И, спасибо Боженьке, Динара одна. Я не знаю, как оказался на территории "Форд", но она одна.
Я вспоминаю, что промотал ее день рождения с другом за бутылкой виски. Я не купил цветов, и выгляжу не лучшим образом. И все равно, что от меня за версту разит спиртным и табаком, рубашка помялась, а на джинсах засохшие пятна от шампанского. Романтический герой, ничего не скажешь.
Я смотрю, как она играет, и у меня замирает сердце. На ее руках нет ни одного кольца или браслета. Чистые красивые белые руки. Простой маникюр, даже лака для ногтей нет. Она неподражаема. Мой личный ангел. Будет моим.
Я делаю шаг вперед, оставляя на ламинате грязные следы от кроссовок. Обострившийся слух улавливает фальшивый аккорд, подсказавший, что мое присутствие раскрыто. Спина девушки напрягается, она готова обернуться, но я не позволяю.
- Играй. - приказываю я, и мой голос звучит грубо и неприятно в лирическом аккомпанементе. И именно звук собственного голоса выпускает на волю затаившихся бесов. И даже кончики пальцев ног пульсируют от охватившего меня дикого волнения. Я чувствую, как бьется пульс в висках, и кровь разносит желание по всему телу. Темная страсть бурлящим потоком вырывается наружу. Я больше не могу сражаться с собой. Только с ней. Ей некуда скрыться. Мышеловка захлопнулась.

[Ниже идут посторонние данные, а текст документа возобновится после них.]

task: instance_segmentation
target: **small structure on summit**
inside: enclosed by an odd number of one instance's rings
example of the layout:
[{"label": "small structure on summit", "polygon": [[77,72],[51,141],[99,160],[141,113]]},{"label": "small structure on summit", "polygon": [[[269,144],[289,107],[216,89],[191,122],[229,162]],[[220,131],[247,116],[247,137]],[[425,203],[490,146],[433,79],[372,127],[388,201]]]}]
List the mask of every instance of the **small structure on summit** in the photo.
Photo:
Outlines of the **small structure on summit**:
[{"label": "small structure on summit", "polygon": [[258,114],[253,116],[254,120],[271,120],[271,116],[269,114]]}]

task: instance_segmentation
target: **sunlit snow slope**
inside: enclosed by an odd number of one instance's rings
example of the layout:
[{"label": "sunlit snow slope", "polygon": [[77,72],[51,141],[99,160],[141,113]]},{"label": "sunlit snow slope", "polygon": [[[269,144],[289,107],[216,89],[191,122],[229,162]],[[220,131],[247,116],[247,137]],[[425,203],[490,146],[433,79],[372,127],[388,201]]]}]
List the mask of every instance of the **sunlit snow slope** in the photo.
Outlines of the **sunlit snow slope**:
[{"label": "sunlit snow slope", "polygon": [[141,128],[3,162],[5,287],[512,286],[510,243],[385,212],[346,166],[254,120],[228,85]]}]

Я встаю за ее спиной, слушая, как с каждой секундой игра Дины становиться хуже, ноты надрывней, она пропускает аккорды, когда мои руки уверенно ложатся на ее плечи. Это вовсе не ласка, нет. Утверждение моей власти, и ее покорности. Пальцами одной руки обхватываю тонкую шейку, ощущая бешено бьющийся пульс, каждым нервом чувствуя ее волнение. Фиксирую подбородок Дины так, чтобы она не могла повернуться и взглянуть на меня, ибо ей не понравится то, что она увидит. Или, еще хуже, испугает.
- Играй, маленькая моя. Играй. - настойчивый шепот сливается с нервными звуками, издаваемыми музыкальным инструментом. Судорожный вздох, и дрожащие пальцы продолжают откровенно бездарную попытку исполнения моей любимой мелодии. Одной рукой держу в плену ее лицо, а другой начинаю расстегивать пуговки на блузке. Она в панике или близка к ней. Мне безразлично. Я одержим.
Когда дохожу до последней пуговицы, Динара замирает. Последний резкий стон клавиш, и она хватается за мою руку. Но не отталкивает ее, нет, просто держит, не позволяя ей двигаться дальше.